Long Island's 124 school districts have proposed some of the lowest spending and tax hikes in recent history for the 2014-15 academic year, according to state figures released yesterday.
Spending across Nassau and Suffolk counties would rise 2.27 percent -- the second-smallest average increase since single-day voting on school budgets began on the Island in 1996. The only year since then when proposed hikes were lower was 2.17 percent in 2011-12.
Property tax collections, known as levies, would rise even less -- by an average 1.57 percent. Veteran school administrators described the tax increases, detailed in the report from the state Department of Education, as the lowest in more than 40 years.
Homeowners may find that next year's tax payments turn out to be less than those figures suggest. Aides to Gov. Andrew M. Cuomo have promised election-year tax-rebate checks in October covering any increases in school levies for residents of districts that stay within state-imposed tax caps.

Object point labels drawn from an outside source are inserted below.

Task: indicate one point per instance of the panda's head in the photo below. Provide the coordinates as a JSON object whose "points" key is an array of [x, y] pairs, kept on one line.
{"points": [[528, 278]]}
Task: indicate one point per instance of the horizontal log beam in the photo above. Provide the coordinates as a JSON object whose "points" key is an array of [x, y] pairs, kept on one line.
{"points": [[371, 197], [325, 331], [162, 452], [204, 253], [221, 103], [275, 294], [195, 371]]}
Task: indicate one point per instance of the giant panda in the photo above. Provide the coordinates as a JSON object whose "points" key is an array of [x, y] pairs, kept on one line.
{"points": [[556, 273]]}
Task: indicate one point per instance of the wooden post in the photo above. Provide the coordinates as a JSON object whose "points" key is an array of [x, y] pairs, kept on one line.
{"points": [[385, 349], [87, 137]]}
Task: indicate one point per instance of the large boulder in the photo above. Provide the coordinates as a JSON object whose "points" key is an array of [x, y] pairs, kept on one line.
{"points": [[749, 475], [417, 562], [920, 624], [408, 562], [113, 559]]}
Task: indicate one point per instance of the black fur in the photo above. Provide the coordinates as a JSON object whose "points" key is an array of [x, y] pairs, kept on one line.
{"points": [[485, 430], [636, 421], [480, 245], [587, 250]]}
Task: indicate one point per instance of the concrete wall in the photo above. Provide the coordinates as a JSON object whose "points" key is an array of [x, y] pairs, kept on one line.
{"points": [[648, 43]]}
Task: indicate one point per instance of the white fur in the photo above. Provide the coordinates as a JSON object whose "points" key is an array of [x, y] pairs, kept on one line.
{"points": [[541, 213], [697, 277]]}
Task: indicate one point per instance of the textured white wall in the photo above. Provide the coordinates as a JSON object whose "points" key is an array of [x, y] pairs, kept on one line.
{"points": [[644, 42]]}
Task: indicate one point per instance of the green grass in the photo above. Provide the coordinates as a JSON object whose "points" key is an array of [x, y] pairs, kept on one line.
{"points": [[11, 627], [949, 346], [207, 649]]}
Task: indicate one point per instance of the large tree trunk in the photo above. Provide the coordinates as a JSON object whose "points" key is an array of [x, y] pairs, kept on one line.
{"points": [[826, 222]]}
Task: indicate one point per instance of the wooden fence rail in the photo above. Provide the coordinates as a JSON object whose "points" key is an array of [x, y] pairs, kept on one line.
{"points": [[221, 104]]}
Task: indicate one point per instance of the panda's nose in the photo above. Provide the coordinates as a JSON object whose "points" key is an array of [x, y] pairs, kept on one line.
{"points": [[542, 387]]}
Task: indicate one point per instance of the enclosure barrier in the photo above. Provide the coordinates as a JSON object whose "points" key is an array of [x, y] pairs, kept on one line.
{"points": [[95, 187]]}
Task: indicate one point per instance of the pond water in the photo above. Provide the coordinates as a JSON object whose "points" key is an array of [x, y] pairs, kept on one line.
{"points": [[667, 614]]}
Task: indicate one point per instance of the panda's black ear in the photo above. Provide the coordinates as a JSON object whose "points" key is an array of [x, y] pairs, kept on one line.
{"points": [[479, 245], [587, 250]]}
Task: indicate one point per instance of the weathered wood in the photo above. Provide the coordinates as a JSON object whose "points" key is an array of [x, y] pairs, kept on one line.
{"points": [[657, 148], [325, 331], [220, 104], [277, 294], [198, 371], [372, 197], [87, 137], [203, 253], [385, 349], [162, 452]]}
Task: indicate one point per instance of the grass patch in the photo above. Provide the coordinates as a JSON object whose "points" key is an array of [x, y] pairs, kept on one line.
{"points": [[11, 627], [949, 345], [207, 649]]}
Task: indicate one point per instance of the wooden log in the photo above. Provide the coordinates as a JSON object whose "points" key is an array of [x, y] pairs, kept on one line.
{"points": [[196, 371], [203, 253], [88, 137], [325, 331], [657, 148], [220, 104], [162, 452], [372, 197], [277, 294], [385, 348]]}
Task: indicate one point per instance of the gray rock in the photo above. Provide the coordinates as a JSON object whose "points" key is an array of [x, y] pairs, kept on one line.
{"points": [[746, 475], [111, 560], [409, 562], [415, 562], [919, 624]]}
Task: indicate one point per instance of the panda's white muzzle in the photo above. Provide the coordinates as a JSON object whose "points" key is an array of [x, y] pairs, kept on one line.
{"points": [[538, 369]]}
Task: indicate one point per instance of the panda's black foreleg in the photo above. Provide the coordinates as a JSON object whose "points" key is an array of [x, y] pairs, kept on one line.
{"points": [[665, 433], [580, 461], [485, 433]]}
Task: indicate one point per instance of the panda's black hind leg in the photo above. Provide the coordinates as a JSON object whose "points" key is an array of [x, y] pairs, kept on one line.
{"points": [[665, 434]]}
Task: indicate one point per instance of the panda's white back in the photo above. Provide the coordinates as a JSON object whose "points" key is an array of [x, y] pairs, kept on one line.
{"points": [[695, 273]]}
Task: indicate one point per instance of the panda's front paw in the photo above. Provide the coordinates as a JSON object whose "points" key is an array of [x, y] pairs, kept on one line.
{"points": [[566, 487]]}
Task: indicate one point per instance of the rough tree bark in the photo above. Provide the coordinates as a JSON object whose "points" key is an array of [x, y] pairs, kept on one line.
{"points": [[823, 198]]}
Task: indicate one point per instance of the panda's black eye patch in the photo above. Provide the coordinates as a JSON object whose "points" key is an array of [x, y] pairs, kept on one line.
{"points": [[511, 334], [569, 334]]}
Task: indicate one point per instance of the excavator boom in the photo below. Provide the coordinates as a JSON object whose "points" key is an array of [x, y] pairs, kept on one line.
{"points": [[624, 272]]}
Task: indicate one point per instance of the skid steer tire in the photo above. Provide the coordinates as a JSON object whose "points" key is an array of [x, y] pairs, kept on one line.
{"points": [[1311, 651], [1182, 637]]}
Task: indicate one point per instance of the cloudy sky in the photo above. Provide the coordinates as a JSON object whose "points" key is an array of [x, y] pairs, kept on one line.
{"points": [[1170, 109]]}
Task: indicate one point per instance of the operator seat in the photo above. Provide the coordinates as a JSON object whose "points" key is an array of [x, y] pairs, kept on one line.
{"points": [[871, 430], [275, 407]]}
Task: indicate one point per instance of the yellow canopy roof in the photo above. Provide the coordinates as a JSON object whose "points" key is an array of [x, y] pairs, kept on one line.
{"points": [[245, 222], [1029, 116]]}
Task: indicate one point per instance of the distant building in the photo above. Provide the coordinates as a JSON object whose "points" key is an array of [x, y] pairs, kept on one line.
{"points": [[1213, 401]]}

Four districts -- Bridgehampton, East Hampton, Sayville and West Babylon -- proposed spending plans earlier this month that would pierce their tax caps, thus requiring approval of budgets by 60 percent of those voting.
Another district, Patchogue-Medford, announced Thursday that its residents would be ineligible for rebates if they approve a cap-busting ballot proposition that is sought by parents of students in nonpublic schools who want to expand bus transportation.
Voting on district budgets totaling more than $11.74 billion Islandwide will be held May 20.
School leaders acknowledged that the curbs on taxation could provide relief for homeowners. Those educators noted, however, that some districts are keeping costs low through staff layoffs, larger classes and cuts in art, music and other elective courses.
"The budgets being proposed this year include belt-tightening in many school districts to meet the levy limits imposed by the state," said Joseph Dragone, an assistant superintendent for business in the Roslyn district and one of region's most experienced administrators.
"It's my hope that most school districts have not had to reduce services to children in order to do this," Dragone added in a phone interview. "But I know that some districts have."
Roslyn's proposed spending and tax increases for 2014-15 both are below 1 percent while maintaining student services and programs.
The proposed school spending hikes, while low by historic levels, continue to outstrip inflation. The state comptroller's office has pegged inflation at 1.46 percent and is using that figure as the base for the 2014-15 tax caps. Under law, the basic cap is either 2 percent or the inflation rate, whichever is lower.
Long Islanders for Educational Reform (LIFER), a regional taxpayer group, has endorsed proposed state legislation that would further slow spending, by amending state mandates affecting such areas as school workers' pay raises and pensions. The bill's lead sponsor is Assemb. Michael Fitzpatrick (R-St. James).
A Thursday forum in Melville sponsored by the organization drew an overflow crowd of both taxpayers and educators, some of whom exchanged barbs during a question-and-answer session.
"We've reached the tipping point, and taxpayers can't stand it any more," Andrea Vecchio of East Islip, a LIFER organizer, said before the forum. "They [state leaders] can't just slap a Band-Aid on it and go their merry way."
Legislative representatives pointed out that they awarded the Island's schools an extra $125.7 million in state financial aid for 2014-15. The 5.63 percent increase was more than double the hike initially proposed by Cuomo, and the largest since the 2008 financial crash.
The infusion of state aid reduced the revenue amounts that districts otherwise would need to raise through property taxation.
Eight districts in Nassau and Suffolk counties have projected either zero tax increases or slight reductions in taxes for 2014-15, according to state data. In 2013-14, only one Island district, tiny Oysterponds in Southold Town, produced a tax reduction, according to the state.
The Island Trees district, serving a section of Levittown, has come in with a zero tax projection for next year. Charles Murphy, now in his fifth year as Island Tree's superintendent, said contributing factors included modest raises in the latest employee contracts and elimination of high school elective courses that didn't draw enough students.
"You really have to keep things tight at the secondary level," Murphy said. "If classes aren't at an appropriate level, they won't run. Where in the past you might have allowed a class of 15, you can't do that anymore."